Abstract

Objective: Alteration in endoplasmic reticulum (ER) stress in diabetic hearts and its effect on cytoprotective signaling are unclear. Here we examine the hypothesis that ER stress in diabetic hearts impairs phospho-GSK-3β-mediated suppression of mitochondrial permeability transition pore (mPTP) opening, compromising myocardial response to cytoprotective signaling.

Research Design and Methods: A rat model of type 2 diabetes (OLETF) and its control (LETO) were treated with TUDCA (100 mg/kg/day for 7 days), an ER stress modulator. Infarction was induced by 20-min coronary occlusion and 2-h reperfusion.

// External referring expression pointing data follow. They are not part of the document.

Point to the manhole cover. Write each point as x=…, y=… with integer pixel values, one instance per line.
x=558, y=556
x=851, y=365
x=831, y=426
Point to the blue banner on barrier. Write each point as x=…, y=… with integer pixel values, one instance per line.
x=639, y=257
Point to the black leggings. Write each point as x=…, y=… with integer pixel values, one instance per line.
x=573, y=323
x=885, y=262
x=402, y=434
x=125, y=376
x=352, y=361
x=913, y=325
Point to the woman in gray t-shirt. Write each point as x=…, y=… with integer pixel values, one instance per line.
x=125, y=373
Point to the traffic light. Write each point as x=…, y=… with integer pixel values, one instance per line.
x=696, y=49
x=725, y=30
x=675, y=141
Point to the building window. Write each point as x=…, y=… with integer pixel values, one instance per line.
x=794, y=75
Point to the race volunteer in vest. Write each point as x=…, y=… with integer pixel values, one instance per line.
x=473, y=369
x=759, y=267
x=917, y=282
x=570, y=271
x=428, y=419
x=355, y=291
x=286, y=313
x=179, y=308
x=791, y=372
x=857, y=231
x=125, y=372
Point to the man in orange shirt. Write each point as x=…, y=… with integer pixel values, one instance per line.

Results: Levels of ER chaperones (GRP78 and GRP94) in the myocardium and level of non-phoshopho-GSK-3β in the mitochondria were significantly higher in OLETF than in LETO. TUDCA normalized levels of GRP78 and GRP94 and mitochondrial GSK-3β in OLETF. Administration of EPO induced phosphorylation of Akt and GSK-3β and reduced infarct size (% risk area) from 47.4±5.2% to 23.9±3.5% in LETO hearts. However, neither phosphorylation of Akt and GSK-3β nor infarct size limitation was induced by EPO in OLETF. The threshold for mPTP opening was significantly lower in mitochondria from EPO-treated OLETF than in those from EPO-treated LETO. TUDCA restored responses of GSK-3β, mPTP opening threshold and infarct size to EPO receptor activation in OLETF. There was a significant correlation between mPTP opening threshold and phospho-GSK-3β-to-total-GSK-3β ratio in the mitochondrial fraction.

Conclusions: Disruption of protective signals leading to GSK-3β phosphorylation and increase in mitochondrial GSK-3β are dual mechanisms by which increased ER stress inhibits EPO-induced suppression of mPTP opening and cardioprotection in diabetic hearts.